Now, I am not making any accusations here, I am simply saying that people are funny. I mean, I have had my fair share of great relationships, as well as heartbreaks, but the one thing that I CAN agree with is: they've all ended, for now. But i take out of them something wonderful each time, some tidbit to who I am and what is important to me, and never do I pre-judge or regret. You go through what you go through and then you make the next choice and you go on that adventure. Maybe it's your last adventure, maybe not.
I know this sounds crazy, maybe a little ambitious in terms of being happy, but i can tell you this much, without intimacy this world would be a lot more depressing. Now we're all different, you don't have to be intimate on the first date, usually aren't unless someone is trying to get into someone else's pants, but if it comes early on, I see it as "good for them" and not "whoa, too soon!".
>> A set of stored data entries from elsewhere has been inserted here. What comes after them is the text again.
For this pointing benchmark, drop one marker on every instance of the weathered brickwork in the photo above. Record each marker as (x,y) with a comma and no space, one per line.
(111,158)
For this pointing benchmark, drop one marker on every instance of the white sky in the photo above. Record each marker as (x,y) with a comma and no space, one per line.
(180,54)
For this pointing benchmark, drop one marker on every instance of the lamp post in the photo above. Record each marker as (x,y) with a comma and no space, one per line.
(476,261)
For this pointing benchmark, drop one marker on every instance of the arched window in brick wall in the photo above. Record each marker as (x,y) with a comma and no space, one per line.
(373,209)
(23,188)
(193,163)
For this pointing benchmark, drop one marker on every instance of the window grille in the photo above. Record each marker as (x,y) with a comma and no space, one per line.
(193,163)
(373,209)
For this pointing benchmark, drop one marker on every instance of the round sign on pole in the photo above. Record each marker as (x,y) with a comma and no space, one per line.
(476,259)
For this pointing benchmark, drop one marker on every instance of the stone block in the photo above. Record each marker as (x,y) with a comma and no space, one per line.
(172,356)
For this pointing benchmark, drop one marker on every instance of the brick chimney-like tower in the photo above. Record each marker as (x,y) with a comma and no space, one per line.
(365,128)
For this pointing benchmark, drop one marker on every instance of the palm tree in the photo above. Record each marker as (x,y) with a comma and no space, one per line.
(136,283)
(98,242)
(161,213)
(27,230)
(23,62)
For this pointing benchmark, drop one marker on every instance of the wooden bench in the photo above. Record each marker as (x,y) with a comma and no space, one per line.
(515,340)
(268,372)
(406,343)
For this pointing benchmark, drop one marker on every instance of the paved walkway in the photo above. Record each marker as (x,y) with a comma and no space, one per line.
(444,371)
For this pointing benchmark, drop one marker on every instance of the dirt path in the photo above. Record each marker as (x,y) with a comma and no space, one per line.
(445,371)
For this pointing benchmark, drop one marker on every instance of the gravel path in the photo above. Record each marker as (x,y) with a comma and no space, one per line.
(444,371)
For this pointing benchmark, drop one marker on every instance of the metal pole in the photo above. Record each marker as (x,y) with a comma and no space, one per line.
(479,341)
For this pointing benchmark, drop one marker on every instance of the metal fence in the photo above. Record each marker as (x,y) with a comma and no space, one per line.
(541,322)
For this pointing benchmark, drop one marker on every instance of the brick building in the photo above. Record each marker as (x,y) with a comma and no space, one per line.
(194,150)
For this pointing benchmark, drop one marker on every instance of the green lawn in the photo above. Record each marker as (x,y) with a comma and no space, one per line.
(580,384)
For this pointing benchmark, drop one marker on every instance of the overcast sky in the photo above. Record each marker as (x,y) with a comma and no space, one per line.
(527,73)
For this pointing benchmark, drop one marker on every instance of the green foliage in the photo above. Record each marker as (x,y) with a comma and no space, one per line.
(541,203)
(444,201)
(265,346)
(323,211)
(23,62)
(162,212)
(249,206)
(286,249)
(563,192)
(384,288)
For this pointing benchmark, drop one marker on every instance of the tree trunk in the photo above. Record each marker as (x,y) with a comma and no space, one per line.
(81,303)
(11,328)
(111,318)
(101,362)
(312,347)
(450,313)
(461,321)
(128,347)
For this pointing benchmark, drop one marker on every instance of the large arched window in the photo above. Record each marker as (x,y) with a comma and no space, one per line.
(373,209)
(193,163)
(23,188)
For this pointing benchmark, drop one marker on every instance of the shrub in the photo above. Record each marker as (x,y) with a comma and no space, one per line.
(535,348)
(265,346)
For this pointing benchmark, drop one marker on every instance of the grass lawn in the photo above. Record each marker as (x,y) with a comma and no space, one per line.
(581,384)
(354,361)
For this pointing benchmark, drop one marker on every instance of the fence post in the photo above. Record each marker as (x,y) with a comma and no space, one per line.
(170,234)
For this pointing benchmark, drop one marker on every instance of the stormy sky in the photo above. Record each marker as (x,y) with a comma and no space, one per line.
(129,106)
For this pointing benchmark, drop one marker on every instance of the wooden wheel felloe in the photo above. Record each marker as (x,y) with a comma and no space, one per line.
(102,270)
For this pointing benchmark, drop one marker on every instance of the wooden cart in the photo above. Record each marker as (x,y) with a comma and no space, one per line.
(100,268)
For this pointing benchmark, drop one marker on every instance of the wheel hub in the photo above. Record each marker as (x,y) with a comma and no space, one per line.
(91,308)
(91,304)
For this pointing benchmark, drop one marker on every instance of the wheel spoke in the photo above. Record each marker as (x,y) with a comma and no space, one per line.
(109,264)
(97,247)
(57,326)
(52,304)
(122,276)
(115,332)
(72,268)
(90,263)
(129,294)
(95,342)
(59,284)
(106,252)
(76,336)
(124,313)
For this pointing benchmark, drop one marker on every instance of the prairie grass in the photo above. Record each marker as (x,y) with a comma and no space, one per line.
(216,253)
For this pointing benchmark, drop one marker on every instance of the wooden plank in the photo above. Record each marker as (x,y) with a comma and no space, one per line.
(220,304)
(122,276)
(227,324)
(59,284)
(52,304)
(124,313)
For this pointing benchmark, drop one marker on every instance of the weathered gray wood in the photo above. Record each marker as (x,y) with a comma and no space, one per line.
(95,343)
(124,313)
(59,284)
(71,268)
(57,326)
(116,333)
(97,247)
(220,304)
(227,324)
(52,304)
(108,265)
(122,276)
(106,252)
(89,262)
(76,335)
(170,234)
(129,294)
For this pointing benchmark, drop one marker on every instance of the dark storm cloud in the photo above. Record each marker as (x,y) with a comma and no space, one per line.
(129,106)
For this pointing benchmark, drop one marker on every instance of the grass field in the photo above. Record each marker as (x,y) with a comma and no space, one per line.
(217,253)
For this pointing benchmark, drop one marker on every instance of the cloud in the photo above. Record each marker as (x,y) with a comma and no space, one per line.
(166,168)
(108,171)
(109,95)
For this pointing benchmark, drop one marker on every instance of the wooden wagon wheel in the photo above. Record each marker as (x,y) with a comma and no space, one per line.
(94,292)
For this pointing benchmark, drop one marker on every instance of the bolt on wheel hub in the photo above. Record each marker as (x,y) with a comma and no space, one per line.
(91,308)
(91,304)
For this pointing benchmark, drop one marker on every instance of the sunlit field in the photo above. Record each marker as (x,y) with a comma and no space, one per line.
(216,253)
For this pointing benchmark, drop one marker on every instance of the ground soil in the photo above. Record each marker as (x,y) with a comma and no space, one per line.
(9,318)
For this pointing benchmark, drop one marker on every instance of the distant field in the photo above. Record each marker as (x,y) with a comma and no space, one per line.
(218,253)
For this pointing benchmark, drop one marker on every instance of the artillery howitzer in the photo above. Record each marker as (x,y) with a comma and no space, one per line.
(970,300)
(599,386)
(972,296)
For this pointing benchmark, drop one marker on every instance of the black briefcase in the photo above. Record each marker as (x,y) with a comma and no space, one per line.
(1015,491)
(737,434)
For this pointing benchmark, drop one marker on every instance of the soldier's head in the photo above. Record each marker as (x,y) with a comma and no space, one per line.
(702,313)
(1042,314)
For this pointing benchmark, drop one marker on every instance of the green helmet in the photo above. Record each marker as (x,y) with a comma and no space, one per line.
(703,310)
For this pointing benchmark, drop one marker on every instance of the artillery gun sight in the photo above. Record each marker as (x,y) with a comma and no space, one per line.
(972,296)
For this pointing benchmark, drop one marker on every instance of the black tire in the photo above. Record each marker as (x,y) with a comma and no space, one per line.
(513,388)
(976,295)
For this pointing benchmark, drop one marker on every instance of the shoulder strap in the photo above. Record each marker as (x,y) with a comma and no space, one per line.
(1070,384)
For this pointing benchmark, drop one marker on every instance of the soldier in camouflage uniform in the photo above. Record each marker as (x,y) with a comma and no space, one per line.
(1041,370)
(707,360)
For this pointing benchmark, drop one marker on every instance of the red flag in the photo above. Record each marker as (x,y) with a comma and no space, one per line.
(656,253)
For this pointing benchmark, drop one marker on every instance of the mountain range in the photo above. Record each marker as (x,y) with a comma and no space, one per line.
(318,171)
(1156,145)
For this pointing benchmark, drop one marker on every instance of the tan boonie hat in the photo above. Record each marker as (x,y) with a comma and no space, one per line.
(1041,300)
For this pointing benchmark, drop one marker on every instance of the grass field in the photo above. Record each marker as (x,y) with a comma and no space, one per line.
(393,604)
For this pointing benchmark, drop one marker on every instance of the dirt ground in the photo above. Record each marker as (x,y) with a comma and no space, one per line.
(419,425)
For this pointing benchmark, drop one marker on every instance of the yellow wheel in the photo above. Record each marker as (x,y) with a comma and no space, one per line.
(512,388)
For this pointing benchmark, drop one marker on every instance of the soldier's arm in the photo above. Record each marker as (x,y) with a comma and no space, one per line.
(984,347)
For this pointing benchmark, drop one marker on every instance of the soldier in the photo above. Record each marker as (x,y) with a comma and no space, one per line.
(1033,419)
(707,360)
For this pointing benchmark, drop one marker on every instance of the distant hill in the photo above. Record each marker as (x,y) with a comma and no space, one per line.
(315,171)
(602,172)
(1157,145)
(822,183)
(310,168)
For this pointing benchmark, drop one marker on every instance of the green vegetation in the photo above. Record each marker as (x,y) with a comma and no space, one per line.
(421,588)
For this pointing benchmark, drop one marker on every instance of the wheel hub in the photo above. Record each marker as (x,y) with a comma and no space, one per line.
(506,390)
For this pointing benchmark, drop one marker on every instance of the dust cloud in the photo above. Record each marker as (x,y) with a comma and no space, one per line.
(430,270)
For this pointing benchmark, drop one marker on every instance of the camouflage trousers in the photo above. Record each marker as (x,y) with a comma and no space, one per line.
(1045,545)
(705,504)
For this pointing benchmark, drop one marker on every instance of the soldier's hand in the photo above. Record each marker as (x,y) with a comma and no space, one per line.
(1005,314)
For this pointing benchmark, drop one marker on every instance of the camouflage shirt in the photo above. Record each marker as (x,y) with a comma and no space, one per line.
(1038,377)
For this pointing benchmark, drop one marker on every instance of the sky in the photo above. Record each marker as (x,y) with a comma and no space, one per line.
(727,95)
Oh and let me address sex. It's important and awesome. Not in the direct "let's have sex" or "Come on, baby" or "We never make love anymore" way, but the simple fact that people were put on this earth to do the nasty and if it wasn't right, then why would it feel so good? It's our instinct and without it, there is reason to feel strange and insecure about the mate. Here's the thing: relationships evolve, and with this evolution different values come into play. Early in a relationship, sex can be often and great. If it isn't, then there is no fire and the relationship changes. Maybe into friendship, maybe its over, maybe it continues but they read books in bed instead. But sometimes, relationships start without sex, and they last a long time or not at all. Really it's the compatibility of two people, and how they are with each other. Some people are chomping at the bit to make the two-backed monster, and some are stimulated in different ways. Does their relationship mean any more or less? No way. In relationships that start with sex and start to fade, its just the evolution of the relationship; different values come in, different ideas of happiness with each other come in, maybe more walks in the park or romantic dinners or going to the movies or going on vacation or doing something totally crazy and spontaneous is in order. Its different across the board with most people, but stimulation can be the key. It's just that people get bored and complacent and move on without giving a little effort maybe.
Anyway, I am ranting and raving, but I said I would leave you a blog and that's what I am going to do. This should hopefully give you some food for thought, or maybe I am a stupid hopeless romantic.

Operaman said...

of course, who doesn't like a good ol' sexually charged relay?